Fun with Apache NiFi: Writing Reusable Scripted Processors in NiFi

Wednesday, February 24, 2016

Writing Reusable Scripted Processors in NiFi

This blog has quite a few posts about the various things you can do with the new (as of NiFi 0.5.0) scripting processors. Most are about ExecuteScript and how to use it to do per-flowfile things like replace content, use external modules to add functionality, etc. However most are specific for the task at hand, and aren't really general-use scripts.

We could use dynamic properties (explained in the Developer's Guide and in an earlier post), as they are passed into ExecuteScript as variables. However the user of the processor would have to know which properties to add and fill in, and there's no good way to get that information to the user (at least with ExecuteScript).

However, InvokeScriptedProcessor lets you provide a scripted implementation of a full Processor instance. This means you can define your own properties and relationships, along with documentation and validation of them. Your script could provide capabilities that depend on the way the user of the processor configures the processor, without having to interact with the script at all!

I'll illustrate this below, but I think the coolest point is: A template with a single InvokeScriptedProcessor (that contains a working script) can be dragged onto the canvas and basically acts like dragging your custom processor onto the canvas! When the user opens the dialog, they will see the properties/relationships you added, and they will be validated just like the normal ones (script language, body, etc.) that come with the processor.
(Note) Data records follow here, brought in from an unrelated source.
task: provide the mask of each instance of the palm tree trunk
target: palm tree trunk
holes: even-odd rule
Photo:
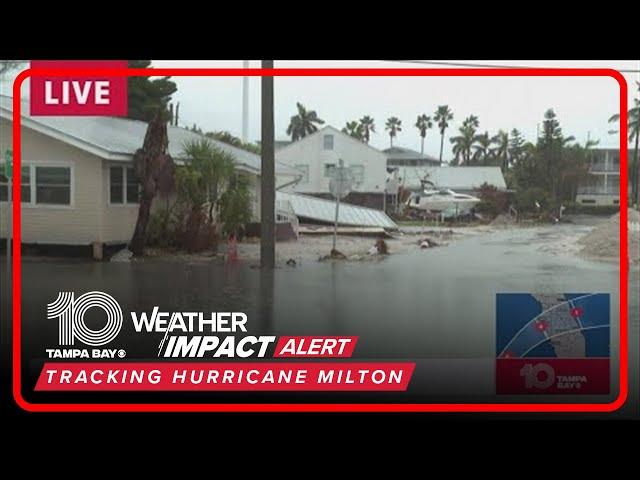
[[[640,205],[640,198],[638,198],[638,194],[640,193],[640,188],[638,188],[638,180],[640,179],[640,173],[638,172],[638,139],[640,138],[640,115],[638,115],[638,131],[636,132],[636,143],[633,147],[633,161],[631,162],[633,168],[633,175],[631,177],[631,191],[633,193],[633,201],[637,202]]]
[[[140,208],[138,210],[138,220],[136,221],[136,229],[133,232],[129,250],[138,256],[144,253],[145,237],[147,235],[147,225],[149,224],[149,216],[151,214],[151,203],[153,195],[143,193],[140,198]]]

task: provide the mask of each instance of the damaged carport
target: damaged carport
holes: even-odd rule
[[[276,192],[276,214],[281,222],[291,222],[297,233],[330,233],[336,203],[298,193]],[[294,216],[295,219],[290,218]],[[338,226],[341,234],[380,234],[398,229],[382,210],[340,203]],[[324,227],[324,228],[323,228]]]

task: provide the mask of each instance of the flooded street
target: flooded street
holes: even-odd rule
[[[489,366],[495,358],[497,293],[601,292],[611,295],[611,334],[617,339],[618,265],[554,247],[588,230],[575,225],[504,229],[442,248],[416,246],[380,261],[308,261],[272,274],[252,268],[253,262],[223,266],[26,258],[23,319],[30,340],[25,353],[32,350],[41,357],[42,348],[56,338],[56,322],[46,320],[46,304],[60,290],[105,291],[125,312],[150,312],[156,305],[166,311],[242,311],[250,333],[357,335],[355,358],[473,359]],[[635,402],[638,277],[638,268],[632,267],[630,375]],[[160,338],[136,334],[127,322],[123,332],[132,345],[130,356],[155,355]],[[614,356],[615,345],[613,341]],[[613,364],[615,368],[617,362]]]

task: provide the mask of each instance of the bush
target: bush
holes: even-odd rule
[[[536,202],[540,208],[536,206]],[[515,194],[515,203],[516,209],[522,213],[550,211],[555,206],[551,194],[538,187],[518,190]]]
[[[485,215],[495,217],[504,212],[507,207],[507,194],[486,182],[478,190],[478,198],[481,201],[476,210]]]

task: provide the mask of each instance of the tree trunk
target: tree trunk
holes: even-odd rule
[[[640,172],[638,172],[638,139],[640,138],[640,114],[638,115],[638,132],[636,133],[636,143],[633,147],[633,161],[631,165],[633,168],[633,174],[631,176],[631,192],[633,194],[632,204],[637,202],[640,205],[640,198],[638,194],[640,193],[640,188],[638,185],[638,180],[640,180]]]
[[[152,202],[153,196],[143,194],[140,199],[138,221],[136,222],[136,229],[133,232],[133,237],[129,244],[129,250],[131,250],[131,252],[136,256],[144,253],[144,243],[145,237],[147,236],[147,225],[149,224]]]

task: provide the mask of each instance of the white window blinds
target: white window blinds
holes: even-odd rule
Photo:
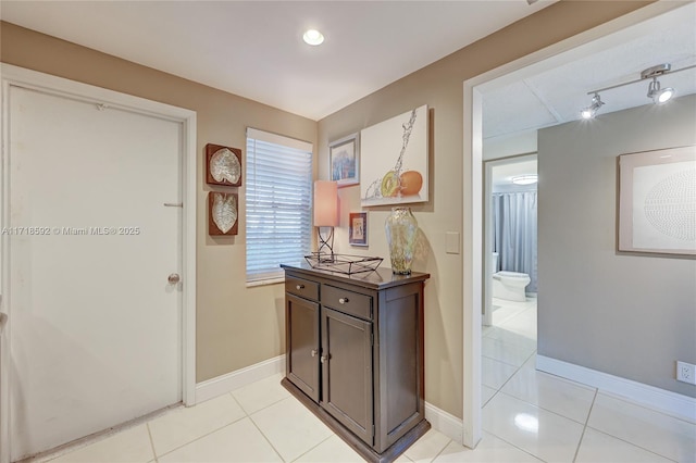
[[[311,246],[312,145],[247,129],[247,283],[283,276]]]

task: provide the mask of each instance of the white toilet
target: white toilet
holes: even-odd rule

The scripted processor needs only implement the Processor interface, which in turn extends AbstractConfigurableComponent. A basic Groovy skeleton with a class including a set of overridden interface methods looks like this:

class MyProcessor implements Processor {

    @Override
    void initialize(ProcessorInitializationContext context) { }

    @Override
    Set<Relationship> getRelationships() { return [] as Set }

    @Override
    void onTrigger(ProcessContext context, ProcessSessionFactory sessionFactory) throws ProcessException {
      // do stuff
    }

    @Override
    Collection<ValidationResult> validate(ValidationContext context) { return null }

    @Override
    PropertyDescriptor getPropertyDescriptor(String name) {
        return null
    }

    @Override
    void onPropertyModified(PropertyDescriptor descriptor, String oldValue, String newValue) { }

    @Override
    List<PropertyDescriptor> getPropertyDescriptors() { return [] as List }

    @Override
    String getIdentifier() { return 'MyProcessor-InvokeScriptedProcessor' }
}

processor = new MyProcessor()

Note that the class must implement Processor and declare a variable named "processor" that contains an instance of the class. This is the convention required by the InvokeScriptedProcessor.
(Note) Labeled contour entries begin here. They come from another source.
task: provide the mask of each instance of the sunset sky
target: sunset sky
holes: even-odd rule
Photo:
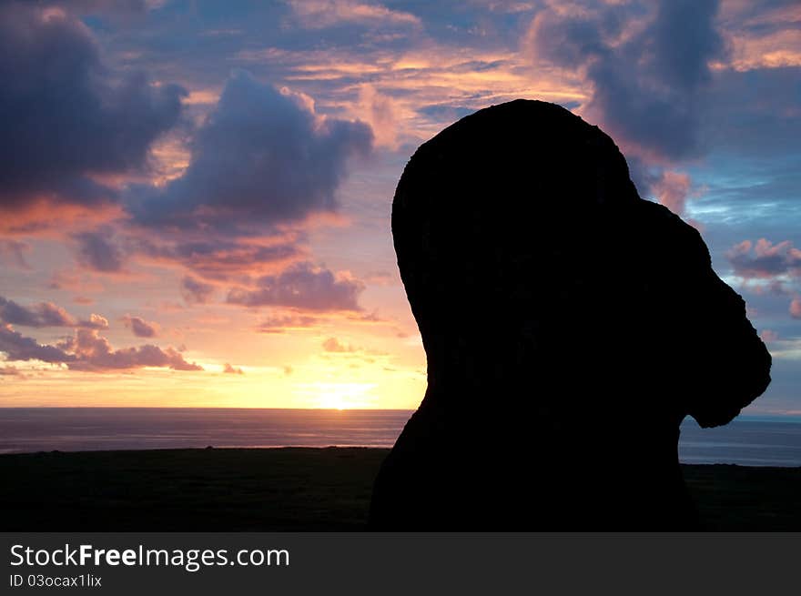
[[[395,185],[525,97],[701,230],[801,415],[797,0],[2,2],[0,79],[0,407],[416,408]]]

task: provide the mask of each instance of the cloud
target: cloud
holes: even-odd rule
[[[735,274],[745,279],[778,276],[801,277],[801,250],[789,240],[772,244],[760,238],[755,244],[744,240],[726,252]]]
[[[308,315],[276,315],[265,318],[256,328],[259,333],[285,333],[289,329],[313,327],[319,321],[316,317]]]
[[[74,327],[75,318],[52,302],[23,307],[0,296],[0,321],[24,327]]]
[[[659,202],[677,216],[684,214],[684,207],[690,193],[690,177],[674,171],[664,171],[652,185]]]
[[[327,352],[339,352],[339,353],[346,353],[346,352],[355,352],[357,350],[356,348],[350,344],[344,344],[340,342],[336,338],[329,338],[325,341],[322,342],[322,348]]]
[[[801,318],[801,298],[795,298],[790,302],[790,317]]]
[[[366,83],[359,90],[360,114],[370,124],[376,144],[396,148],[398,146],[399,108],[390,96],[379,93],[375,86]]]
[[[0,239],[0,258],[19,269],[30,269],[31,266],[25,258],[30,248],[25,242]]]
[[[74,362],[76,357],[56,346],[42,345],[33,338],[26,338],[15,331],[11,325],[0,325],[0,352],[5,352],[6,359],[41,360],[51,364]]]
[[[60,8],[0,6],[0,207],[80,204],[115,191],[92,175],[143,169],[181,113],[183,89],[106,65],[89,29]]]
[[[207,279],[223,280],[257,274],[259,269],[275,268],[305,254],[297,238],[276,238],[270,244],[226,238],[157,243],[139,238],[132,241],[132,250],[156,262],[178,263]]]
[[[390,10],[380,4],[356,0],[289,0],[297,20],[306,28],[322,29],[339,25],[420,25],[411,13]]]
[[[88,320],[78,321],[77,327],[82,327],[87,329],[107,329],[108,320],[105,317],[92,313],[89,315]]]
[[[136,348],[114,349],[106,338],[96,329],[77,329],[75,337],[60,347],[70,352],[72,359],[67,366],[76,370],[115,370],[157,367],[173,370],[203,370],[194,362],[188,362],[174,348],[162,349],[146,344]],[[9,358],[9,359],[14,359]]]
[[[214,293],[214,286],[186,276],[181,279],[181,294],[189,304],[205,304]]]
[[[78,261],[88,269],[100,273],[123,270],[123,253],[113,240],[110,228],[81,232],[74,236],[78,243]]]
[[[228,302],[318,311],[361,310],[358,298],[363,289],[364,284],[347,274],[336,276],[329,269],[298,263],[278,275],[259,278],[253,288],[230,290]]]
[[[371,146],[366,124],[320,116],[307,96],[237,71],[183,176],[132,188],[128,207],[144,226],[218,233],[300,221],[336,207],[349,158]]]
[[[125,326],[133,331],[137,338],[155,338],[158,335],[158,326],[139,317],[126,315],[122,318]]]
[[[0,323],[22,327],[80,327],[105,329],[108,321],[100,315],[92,314],[88,320],[77,320],[64,308],[52,302],[39,302],[24,307],[0,296]]]
[[[16,367],[0,367],[0,377],[19,377],[22,373]]]
[[[587,110],[615,138],[666,159],[701,150],[702,93],[709,63],[725,56],[717,2],[561,6],[532,22],[540,60],[575,70],[593,89]]]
IMPORTANT: Although you may find in NiFi code that many processors extend either AbstractProcessor or AbstractSessionFactoryProcessor, your script will most likely NOT work if it extends one of these classes. This is due to the validate() method of these classes being declared final, and the basic implementation will expect the set of Supported Property Descriptors to include the ones that come with the InvokeScriptedProcessor (like Script File), but will only use the list that your scripted processor provides. There might be a hack to get around this but even if possible, it's not likely worth it.

Moving on, let's say we want to create a reusable scripted processor that works like GenerateFlowFile but allows the user to provide the content of the flow file as well as the value of its "filename" attribute. Moreover, maybe the content could include NiFi Expression Language (EL) constructs like ${hostname()}. Since the content may have something like EL statements but the user might not want them evaluated as such, we should let the user decide whether to evaluate the content for EL statements before writing to the flow file. Lastly, this is a "generate" processor so we only need a "success" relationship; "failure" doesn't really make sense here. Having said that, it will be important to catch all Exceptions that your code can throw; wrap each in a ProcessException and re-throw, so the framework can handle it correctly.
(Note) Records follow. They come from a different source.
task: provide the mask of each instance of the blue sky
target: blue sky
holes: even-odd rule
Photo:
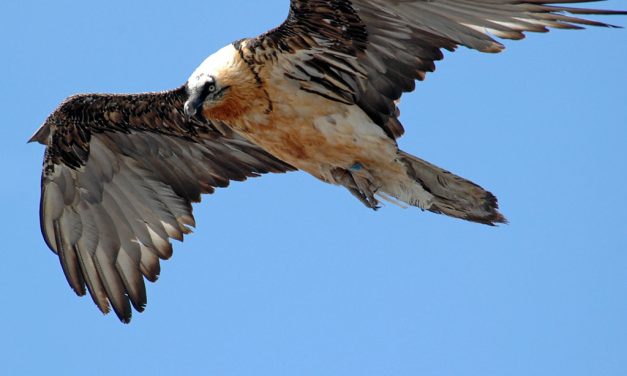
[[[287,7],[0,4],[0,373],[627,374],[627,30],[461,49],[403,97],[401,147],[490,189],[510,225],[265,176],[196,206],[130,325],[74,296],[39,232],[28,137],[71,94],[182,84]]]

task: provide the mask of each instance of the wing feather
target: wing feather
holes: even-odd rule
[[[591,0],[592,1],[592,0]],[[278,28],[237,46],[251,61],[277,61],[302,90],[356,104],[392,138],[404,130],[396,101],[435,70],[441,50],[500,52],[494,37],[581,25],[572,15],[627,14],[565,6],[587,0],[292,0]],[[571,14],[571,15],[569,15]],[[265,60],[263,59],[265,57]]]
[[[171,239],[195,226],[192,202],[231,180],[293,168],[228,126],[183,116],[183,88],[81,95],[35,134],[45,144],[40,205],[46,243],[78,295],[129,322],[147,303]]]

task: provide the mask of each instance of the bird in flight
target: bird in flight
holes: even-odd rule
[[[216,187],[303,170],[380,200],[494,225],[479,185],[398,148],[398,100],[442,50],[500,52],[495,38],[611,25],[586,0],[291,0],[279,27],[228,44],[181,87],[66,99],[31,141],[46,146],[40,221],[78,295],[123,322],[146,306],[170,240]]]

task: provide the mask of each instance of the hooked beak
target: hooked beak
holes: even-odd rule
[[[183,112],[185,112],[185,116],[191,118],[196,115],[196,112],[198,112],[198,108],[200,107],[201,103],[201,95],[198,92],[193,91],[190,94],[189,98],[187,98],[185,106],[183,107]]]

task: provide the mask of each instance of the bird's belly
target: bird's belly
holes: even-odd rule
[[[310,96],[311,97],[311,96]],[[389,163],[396,143],[358,107],[328,100],[278,105],[265,122],[238,131],[279,159],[332,181],[331,170]]]

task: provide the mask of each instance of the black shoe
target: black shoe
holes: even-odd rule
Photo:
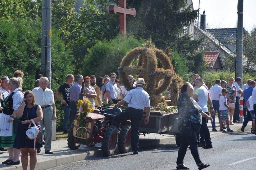
[[[243,126],[242,126],[242,127],[241,128],[241,131],[243,132],[245,132],[245,127]]]
[[[4,161],[4,162],[2,162],[2,164],[5,164],[6,163],[7,163],[8,162],[10,162],[12,160],[7,160],[5,161]]]
[[[187,167],[183,164],[182,165],[177,164],[176,169],[189,169],[189,167]]]
[[[41,149],[40,148],[36,148],[36,153],[40,153],[41,152]]]
[[[45,154],[49,154],[49,155],[52,155],[53,154],[53,152],[51,152],[50,150],[48,150],[48,151],[46,151],[44,152]]]
[[[17,162],[13,162],[12,160],[10,162],[6,163],[6,165],[20,165],[20,161]]]
[[[211,144],[210,145],[206,145],[205,146],[203,146],[203,148],[204,149],[210,149],[212,148],[212,145]]]

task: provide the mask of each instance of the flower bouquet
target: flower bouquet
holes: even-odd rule
[[[77,108],[78,113],[80,113],[79,116],[79,126],[84,126],[85,123],[87,121],[87,118],[88,114],[93,111],[93,109],[91,108],[92,103],[87,98],[85,97],[83,100],[79,99],[77,101]]]

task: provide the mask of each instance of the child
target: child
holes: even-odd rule
[[[250,105],[249,108],[249,105]],[[251,133],[254,134],[255,133],[255,115],[253,111],[253,104],[252,103],[252,98],[251,96],[250,97],[246,102],[246,107],[247,110],[250,111],[251,119],[252,119],[252,128],[251,129]]]
[[[226,132],[222,128],[222,121],[223,120],[226,122],[227,128],[227,131],[228,132],[233,132],[229,128],[229,123],[228,122],[228,112],[227,110],[229,109],[229,107],[227,105],[227,102],[226,96],[227,93],[227,89],[223,89],[221,90],[221,95],[220,97],[220,131]]]

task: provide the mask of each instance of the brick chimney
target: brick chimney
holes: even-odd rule
[[[200,16],[200,28],[205,31],[206,30],[206,15],[201,14]]]

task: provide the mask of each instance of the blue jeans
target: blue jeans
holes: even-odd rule
[[[70,105],[68,106],[62,106],[62,108],[63,109],[63,111],[64,111],[63,121],[62,122],[62,127],[63,128],[63,130],[67,130],[68,121],[69,119],[70,121],[70,124],[72,123],[71,122],[71,116],[70,116],[71,107]]]

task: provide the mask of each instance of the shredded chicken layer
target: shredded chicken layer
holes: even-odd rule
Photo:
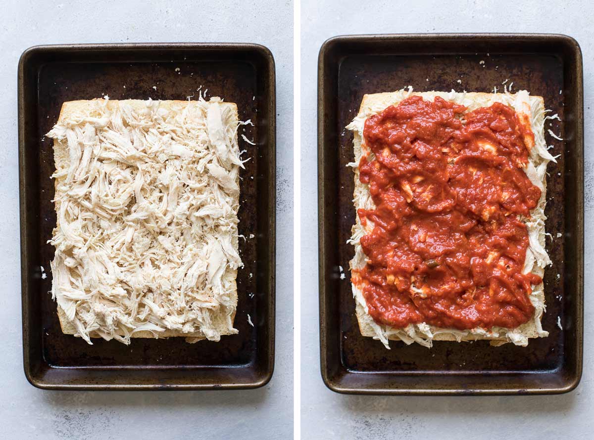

So the list of things to do:

Add a "success" relationship and return it in (in a Set) from getRelationships()
Add a "File Content" property to contain the intended content of the flow file (may include EL)
Add a "Evaluate Expressions in Content" property for the user to indicate whether to evaluate the content for EL
Add an optionally-set "Filename" property to override the default "filename" attribute.
When the processor is triggered, create a flow file, write the content (after possibly evaluating EL), and possibly set the filename attribute

Here is some example Groovy code to do just that:

class GenerateFlowFileWithContent implements Processor {

    def REL_SUCCESS = new Relationship.Builder()
            .name('success')
            .description('The flow file with the specified content and/or filename was successfully transferred')
            .build();

    def CONTENT = new PropertyDescriptor.Builder()
            .name('File Content').description('The content for the generated flow file')
            .required(false).expressionLanguageSupported(true).addValidator(Validator.VALID).build()
    
    def CONTENT_HAS_EL = new PropertyDescriptor.Builder()
            .name('Evaluate Expressions in Content').description('Whether to evaluate NiFi Expression Language constructs within the content')
            .required(true).allowableValues('true','false').defaultValue('false').build()
            
    def FILENAME = new PropertyDescriptor.Builder()
            .name('Filename').description('The name of the flow file to be stored in the filename attribute')
            .required(false).expressionLanguageSupported(true).addValidator(StandardValidators.NON_EMPTY_VALIDATOR).build()
    
    @Override
    void initialize(ProcessorInitializationContext context) { }

    @Override
    Set<Relationship> getRelationships() { return [REL_SUCCESS] as Set }

    @Override
    void onTrigger(ProcessContext context, ProcessSessionFactory sessionFactory) throws ProcessException {
      try {
        def session = sessionFactory.createSession()
        def flowFile = session.create()
        
        def hasEL = context.getProperty(CONTENT_HAS_EL).asBoolean()
        def contentProp = context.getProperty(CONTENT)
        def content = (hasEL ? contentProp.evaluateAttributeExpressions().value : contentProp.value) ?: ''
        def filename = context.getProperty(FILENAME)?.evaluateAttributeExpressions()?.getValue()
        
        flowFile = session.write(flowFile, { outStream ->
                outStream.write(content.getBytes("UTF-8"))
            } as OutputStreamCallback)
        
        if(filename != null) { flowFile = session.putAttribute(flowFile, 'filename', filename) }
        // transfer
        session.transfer(flowFile, REL_SUCCESS)
        session.commit()
      } catch(e) {
          throw new ProcessException(e)
      }
    }

    @Override
    Collection<ValidationResult> validate(ValidationContext context) { return null }

    @Override
    PropertyDescriptor getPropertyDescriptor(String name) {
        switch(name) {
            case 'File Content': return CONTENT
            case 'Evaluate Expressions in Content': return CONTENT_HAS_EL
            case 'Filename': return FILENAME
            default: return null
        }
    }

    @Override
    void onPropertyModified(PropertyDescriptor descriptor, String oldValue, String newValue) { }

    @Override
    List<PropertyDescriptor>> getPropertyDescriptors() { return [CONTENT, CONTENT_HAS_EL, FILENAME] as List }

    @Override
    String getIdentifier() { return 'GenerateFlowFile-InvokeScriptedProcessor' }
    
}

processor = new GenerateFlowFileWithContent()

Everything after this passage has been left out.